Les poissons morts, ce n’est pas qu’il n’en a rien à faire. Mais ce n’est pas la première fois que ça arrive, selon lui. Alors, il ne s’inquiète pas vraiment. D’ailleurs, il ne pêche pas et ne consomme pas l’eau du lac : «Il y a l’eau du robinet», déclare-t-il, le regard un peu dans le vague. À quelques pas de là, Devanand Luckeeram travaille dans son snack. Lui s’inquiète.
«Spectacle désolant»
Il était un des premiers sur les lieux après que la nouvelle de la découverte des cadavres dans le lac se soit propagée dans toute la localité ou presque : «Il y avait de vraiment gros poissons, des anguilles… C’était un spectacle vraiment désolant.» Pour lui, il s’agit d’une catastrophe : «Je me demande s’il y a encore des poissons dans ce lac ! Je ne crois pas qu’on pourra y pêcher encore. Ou, du moins, pas avant des années.» L’odeur désagréable ne lui a pas échappé. Alors, il se demande si les habitants de la région ne respirent pas un «mauvais air» : «Tout cela est bien étrange.» Il espère que les choses rentreront dans l’ordre très vite.
Et il n’est pas le seul, semble-t-il. Daya Apadoo, Santa Ramdoyal et Damountee Bassodersing n’aiment pas que ce genre de chose arrive dans la localité. Elles aiment le calme des journées, la douceur de vivre, la routine et son aspect rassurant. D’ailleurs, elles se retrouvent, ce mercredi-là, comme tous les jours d’ailleurs, chez Daya. Cette dernière attache des balais et fait un brin de causette. Elle l’avoue, elle ne sort pas vraiment : «C’est grâce à ma fille, qui est venue de Goodlands, que j’ai su qu’il y avait un problème.» Pourtant, elle habite à moins de deux minutes du bassin.
Ses enfants ne pêchent pas. Ses petits-enfants ne s’amusent pas près du lac. Et à force d’avoir côtoyé un endroit pendant des décennies, on n’oublie d’en profiter, aussi beau soit-il. Solange Troubadour est dans la même situation. Alors que le temps s’est un peu rafraîchi, elle attend le bus pour aller se promener un peu. Elle passe devant le bassin régulièrement sans vraiment y faire attention. Des poissons morts ? Tant qu’elle n’a pas de problème de santé et qu’elle n’a pas à consommer cette eau, tout va bien : «Je ne m’occupe pas de ce genre de chose.» Comme elle, d’autres habitants du village ne s’intéressent pas au problème. Une pluie de «nu pa konn nanye» s’abat, alors que des nuages gris envahissent le ciel bleu. La pluie ne va pas tarder.

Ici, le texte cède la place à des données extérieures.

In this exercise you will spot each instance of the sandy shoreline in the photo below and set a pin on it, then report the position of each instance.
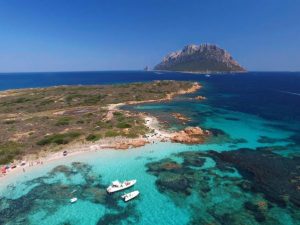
(156, 135)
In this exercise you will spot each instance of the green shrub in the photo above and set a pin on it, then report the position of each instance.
(93, 137)
(9, 121)
(123, 125)
(9, 151)
(111, 133)
(59, 139)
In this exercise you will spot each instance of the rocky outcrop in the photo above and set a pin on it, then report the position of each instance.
(181, 117)
(190, 135)
(203, 59)
(126, 144)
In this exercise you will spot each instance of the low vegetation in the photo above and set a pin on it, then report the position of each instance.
(33, 120)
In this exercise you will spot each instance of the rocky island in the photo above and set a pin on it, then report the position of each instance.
(205, 58)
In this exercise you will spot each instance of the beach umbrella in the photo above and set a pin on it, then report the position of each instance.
(3, 170)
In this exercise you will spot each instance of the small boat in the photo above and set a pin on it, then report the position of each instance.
(73, 200)
(118, 186)
(127, 197)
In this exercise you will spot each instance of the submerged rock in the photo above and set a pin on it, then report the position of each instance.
(276, 176)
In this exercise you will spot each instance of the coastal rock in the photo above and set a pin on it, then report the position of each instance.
(181, 117)
(190, 135)
(126, 144)
(203, 58)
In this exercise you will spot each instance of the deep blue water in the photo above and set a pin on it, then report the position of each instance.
(274, 95)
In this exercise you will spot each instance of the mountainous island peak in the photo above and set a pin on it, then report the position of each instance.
(202, 58)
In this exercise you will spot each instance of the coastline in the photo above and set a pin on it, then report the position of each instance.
(156, 134)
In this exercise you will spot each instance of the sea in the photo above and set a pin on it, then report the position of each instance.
(247, 173)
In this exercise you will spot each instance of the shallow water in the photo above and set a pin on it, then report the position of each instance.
(175, 188)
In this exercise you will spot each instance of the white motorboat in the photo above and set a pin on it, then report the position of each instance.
(118, 186)
(73, 200)
(130, 195)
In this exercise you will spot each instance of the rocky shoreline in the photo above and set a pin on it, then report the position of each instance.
(187, 136)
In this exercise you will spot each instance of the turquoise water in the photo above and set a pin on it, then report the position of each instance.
(179, 184)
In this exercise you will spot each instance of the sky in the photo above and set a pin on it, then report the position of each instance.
(85, 35)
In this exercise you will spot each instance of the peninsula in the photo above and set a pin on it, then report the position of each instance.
(205, 58)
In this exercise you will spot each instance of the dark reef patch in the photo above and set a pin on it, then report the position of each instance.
(276, 176)
(51, 195)
(231, 118)
(268, 140)
(220, 195)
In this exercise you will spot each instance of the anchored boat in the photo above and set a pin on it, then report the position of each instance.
(127, 197)
(73, 200)
(118, 186)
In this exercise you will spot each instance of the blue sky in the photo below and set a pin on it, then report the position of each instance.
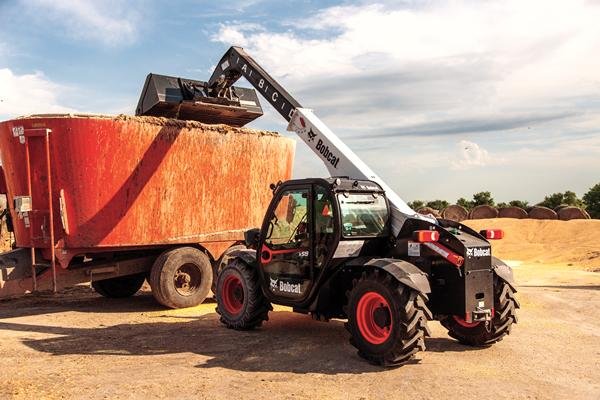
(442, 99)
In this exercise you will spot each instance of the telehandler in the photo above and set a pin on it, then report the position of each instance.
(349, 247)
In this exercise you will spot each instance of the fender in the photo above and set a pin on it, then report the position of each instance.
(246, 255)
(405, 272)
(503, 272)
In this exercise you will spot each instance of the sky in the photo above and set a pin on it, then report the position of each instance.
(442, 99)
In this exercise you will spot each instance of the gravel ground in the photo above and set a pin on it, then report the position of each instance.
(79, 345)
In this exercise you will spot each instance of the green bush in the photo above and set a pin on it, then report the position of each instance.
(592, 201)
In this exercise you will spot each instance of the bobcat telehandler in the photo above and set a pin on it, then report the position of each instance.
(345, 247)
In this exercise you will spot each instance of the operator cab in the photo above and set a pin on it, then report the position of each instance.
(313, 224)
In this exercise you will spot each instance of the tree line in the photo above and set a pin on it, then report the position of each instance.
(590, 201)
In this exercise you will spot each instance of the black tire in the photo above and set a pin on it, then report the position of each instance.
(505, 306)
(121, 287)
(181, 277)
(222, 263)
(395, 331)
(240, 300)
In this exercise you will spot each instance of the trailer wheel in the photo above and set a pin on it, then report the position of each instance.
(121, 287)
(387, 320)
(222, 263)
(181, 277)
(240, 300)
(477, 333)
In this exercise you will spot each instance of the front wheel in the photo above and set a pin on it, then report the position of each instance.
(387, 320)
(240, 300)
(480, 333)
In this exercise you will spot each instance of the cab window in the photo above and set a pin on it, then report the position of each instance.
(288, 226)
(363, 214)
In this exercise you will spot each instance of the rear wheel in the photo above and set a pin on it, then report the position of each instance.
(387, 320)
(121, 287)
(240, 300)
(181, 277)
(222, 263)
(480, 333)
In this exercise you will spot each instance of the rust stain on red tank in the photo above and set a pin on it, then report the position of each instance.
(139, 181)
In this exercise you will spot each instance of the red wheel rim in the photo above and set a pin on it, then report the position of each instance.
(464, 323)
(374, 318)
(233, 295)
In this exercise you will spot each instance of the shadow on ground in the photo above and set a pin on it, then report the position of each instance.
(80, 299)
(287, 343)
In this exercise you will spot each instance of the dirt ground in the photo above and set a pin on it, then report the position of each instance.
(80, 345)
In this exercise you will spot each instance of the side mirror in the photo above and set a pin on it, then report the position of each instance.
(251, 238)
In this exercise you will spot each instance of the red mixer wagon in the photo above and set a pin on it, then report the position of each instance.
(117, 200)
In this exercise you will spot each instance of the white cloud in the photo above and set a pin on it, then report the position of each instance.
(436, 61)
(403, 82)
(110, 22)
(471, 155)
(29, 94)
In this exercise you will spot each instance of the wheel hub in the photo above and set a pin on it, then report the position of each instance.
(232, 295)
(187, 279)
(374, 318)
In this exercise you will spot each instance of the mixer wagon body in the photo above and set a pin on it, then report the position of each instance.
(83, 186)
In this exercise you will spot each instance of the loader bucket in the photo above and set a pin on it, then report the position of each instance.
(185, 99)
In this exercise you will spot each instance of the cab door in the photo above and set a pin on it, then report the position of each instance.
(285, 252)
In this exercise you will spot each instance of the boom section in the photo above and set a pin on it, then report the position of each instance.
(337, 157)
(237, 63)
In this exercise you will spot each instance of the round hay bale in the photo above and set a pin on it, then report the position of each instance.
(558, 208)
(569, 213)
(539, 212)
(455, 213)
(429, 210)
(483, 212)
(512, 212)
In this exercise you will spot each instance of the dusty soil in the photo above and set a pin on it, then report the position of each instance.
(79, 345)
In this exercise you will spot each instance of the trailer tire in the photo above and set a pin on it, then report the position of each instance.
(181, 277)
(387, 320)
(240, 300)
(477, 334)
(121, 287)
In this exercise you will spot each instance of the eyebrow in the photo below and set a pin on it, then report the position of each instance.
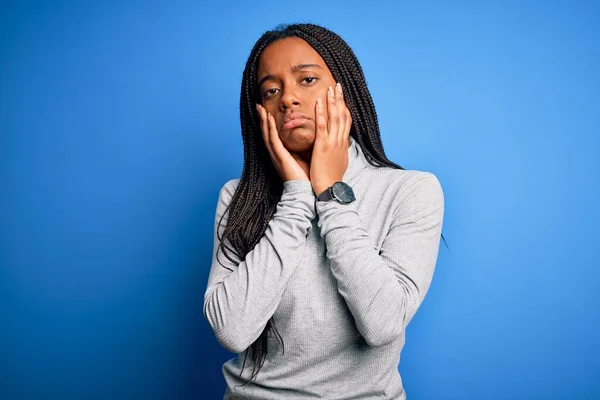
(294, 69)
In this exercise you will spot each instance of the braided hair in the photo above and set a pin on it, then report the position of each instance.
(260, 186)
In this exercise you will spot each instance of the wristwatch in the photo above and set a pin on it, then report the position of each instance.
(339, 191)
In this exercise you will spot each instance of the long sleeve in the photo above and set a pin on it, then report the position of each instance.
(384, 289)
(239, 303)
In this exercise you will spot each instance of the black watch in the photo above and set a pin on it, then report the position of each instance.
(339, 191)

Gashen Pillay, lui, trouve que des poissons morts en si grande quantité, c’est très inquiétant. Alors, il espère qu’une explication «naturelle» soit trouvée à cette situation peu naturelle : «Certaines personnes disent que c’est juste un accident.» Il aimerait bien y croire…
Des résultats bientôt
Une hausse de la température de l’eau ? Un empoisonnement ? De la pollution ? Qu’est-ce qui a provoqué la mort de cette centaine de poissons ? Des échantillons ont été collectés à des fins d’analyse. Si les résultats devaient être connus cette semaine, cela n’a, visiblement, pas été le cas. De son côté, le District Council de Moka dit n’avoir aucun document en sa possession. Néanmoins, il semblerait que les résultats des analyses seront bientôt connus.